The room Idea is great indeed :teethbut not for us:no


----------



## Ashley1990 (Aug 27, 2011)

tea111red said:


> Guys younger than me remind of my brother. I guess for me to not think of them that way, they'd have to be full of a lot of insight and/or life experience. Maybe when I'm older I'll think differently, though.


Exactly...my bro is 20.:roll.n I feel guilty checking out guys younger than him:mum...though I agree I take a glance at them ,then shake my head,nodd a little n just change my vision of sight.:no..aah I wish I were 14...

I would have loved to date Evo


----------



## Xtraneous (Oct 18, 2011)

If you like them and they're mature for their age, **** it. Do what you gotta do, don't worry about what anyone else thinks.


----------



## blc1 (Jan 8, 2009)

Probably not but not because of stigma. I'm 23 and most of the people I'm attracted to are 35+. Never really been attracted to teens, not even when I was one.


----------



## Maninthebox84 (May 3, 2012)

A guy could also be your age or older and have a mind of one 5 years younger than you.


----------



## losinghope (Mar 29, 2011)

I would say no. I am 22 so that would make him 17. Seems too weird to me. I usually think of guy being same age or older. But i guess if he was 20 or 21 that would be OK.


----------



## andy1984 (Aug 18, 2006)

so is this a hypothetical situation or what?


----------



## DesertStar91 (Feb 1, 2012)

I don't think it would matter if I was in love.


----------



## WalkingDisaster (Nov 27, 2010)

ThrashtilDeath said:


> Personally, I think it's kind of ridiculous to set age requirements at all once you're a certain age, especially anything within 10 years or so. Age doesn't guarantee maturity.
> 
> Coming up with some imaginary number because that's what your friends, family or society deems appropriate is such sad, conformist behavior. If you're 30 years old and set the limit at 25, think of all the great 24 year old people you could be missing out on. Isn't that a depressing realization to know that you're self-restricting your own happiness?
> 
> Start looking at people as PEOPLE, not numbers.

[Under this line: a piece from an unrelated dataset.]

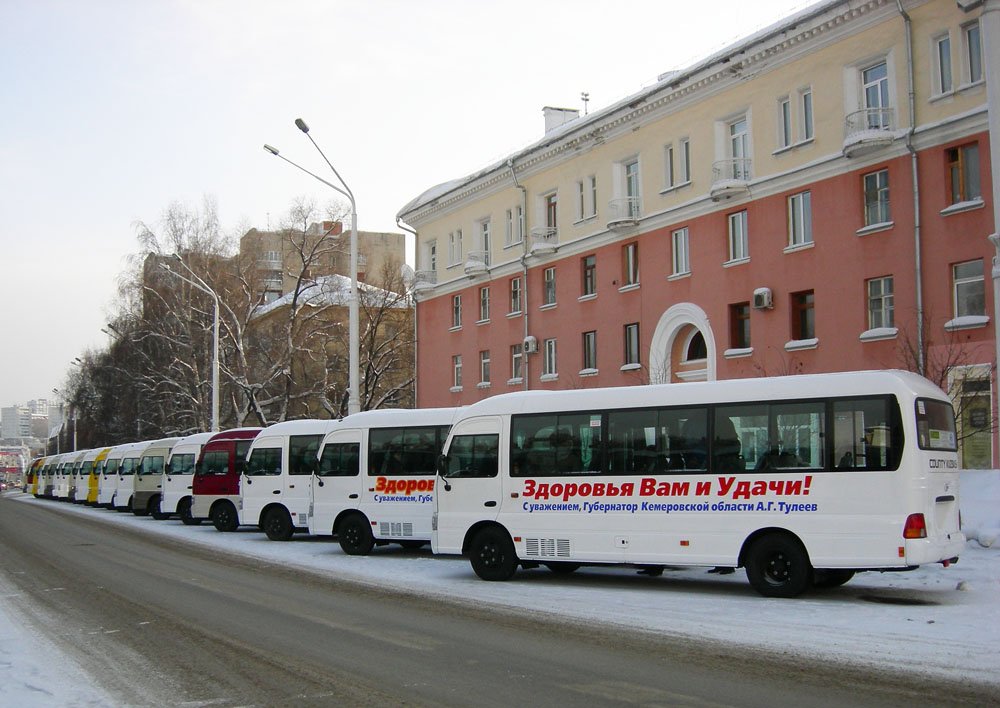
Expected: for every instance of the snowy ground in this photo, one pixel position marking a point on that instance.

This. I've actually met a girl who was 18 and really liked this guy who was 16, blatant flirting all the time, and I heard her remark "I would definitely go out with him if he was older," and I was just thinking WTF, he's legal here, just do what feels right, who cares about the age?


----------



## ohgodits2014 (Mar 18, 2011)

Maninthebox84 said:


> A guy could also be your age or older and have a mind of one 5 years younger than you.


Sure, but could a guy 5 years younger than me have a mind of one my age or older than me? I don't think so, Mister.

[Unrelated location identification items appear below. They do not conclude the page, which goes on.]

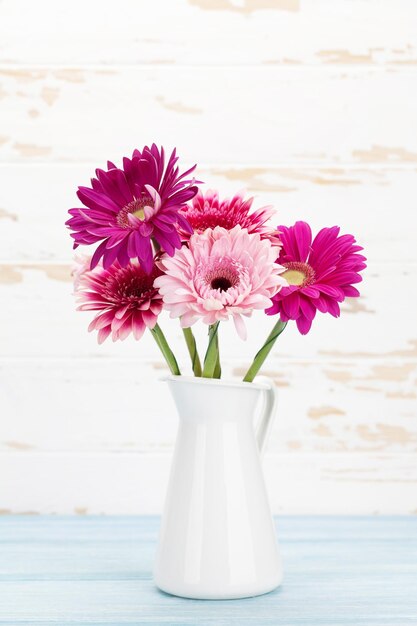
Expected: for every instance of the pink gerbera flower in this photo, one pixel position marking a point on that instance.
(220, 273)
(125, 297)
(208, 211)
(126, 208)
(320, 274)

> If you're 30 years old and set the limit at 25, think of all the great 24 year old people you could be missing out on.


Yeah, because the world just has a short supply of great people over the age of 25.


----------



## ThrashtilDeath (Mar 21, 2009)

rednosereindeer said:


> Yeah, because the world just has a short supply of great people over the age of 25.


The world has a short supply of great people, period. Why limit it any more than you have to? Is adhering to political correctness and social norms more important than your own happiness? I think not.


----------



## orchidsandviolins (Jul 8, 2011)

I wouldn't. I usually prefer guys a bit older than me.

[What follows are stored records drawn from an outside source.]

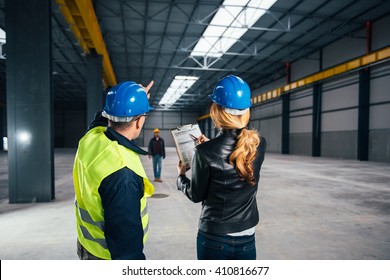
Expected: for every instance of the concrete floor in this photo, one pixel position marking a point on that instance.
(311, 208)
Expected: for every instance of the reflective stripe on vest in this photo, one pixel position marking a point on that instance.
(97, 157)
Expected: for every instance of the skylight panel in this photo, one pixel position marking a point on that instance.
(176, 89)
(231, 21)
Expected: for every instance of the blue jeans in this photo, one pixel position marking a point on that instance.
(157, 166)
(225, 247)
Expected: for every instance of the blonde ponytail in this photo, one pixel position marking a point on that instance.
(247, 141)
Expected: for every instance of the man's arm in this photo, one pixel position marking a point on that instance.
(121, 193)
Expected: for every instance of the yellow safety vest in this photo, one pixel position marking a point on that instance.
(97, 157)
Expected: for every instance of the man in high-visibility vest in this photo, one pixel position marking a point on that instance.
(109, 180)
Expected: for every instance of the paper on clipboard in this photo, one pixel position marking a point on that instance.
(183, 137)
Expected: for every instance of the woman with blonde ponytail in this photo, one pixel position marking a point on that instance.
(225, 175)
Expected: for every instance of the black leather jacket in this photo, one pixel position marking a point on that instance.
(228, 203)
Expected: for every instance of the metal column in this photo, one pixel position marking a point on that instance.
(94, 85)
(363, 114)
(316, 124)
(29, 101)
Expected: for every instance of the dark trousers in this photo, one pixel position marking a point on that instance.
(225, 247)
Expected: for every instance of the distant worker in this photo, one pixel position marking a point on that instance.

Depends on the person though. At different ages people want different things.


----------



## Gryffindor85 (Nov 7, 2011)

I lost my virginity to a 41 year old, had second and only other sexual experience with a 34 year old, so it happens.


----------



## kismetie (May 20, 2012)

right now? No that would make him 15 and I don't wanna be a red dot lol at 22 and dating a 17 year old? Maybe so, leaning towards yeah.


----------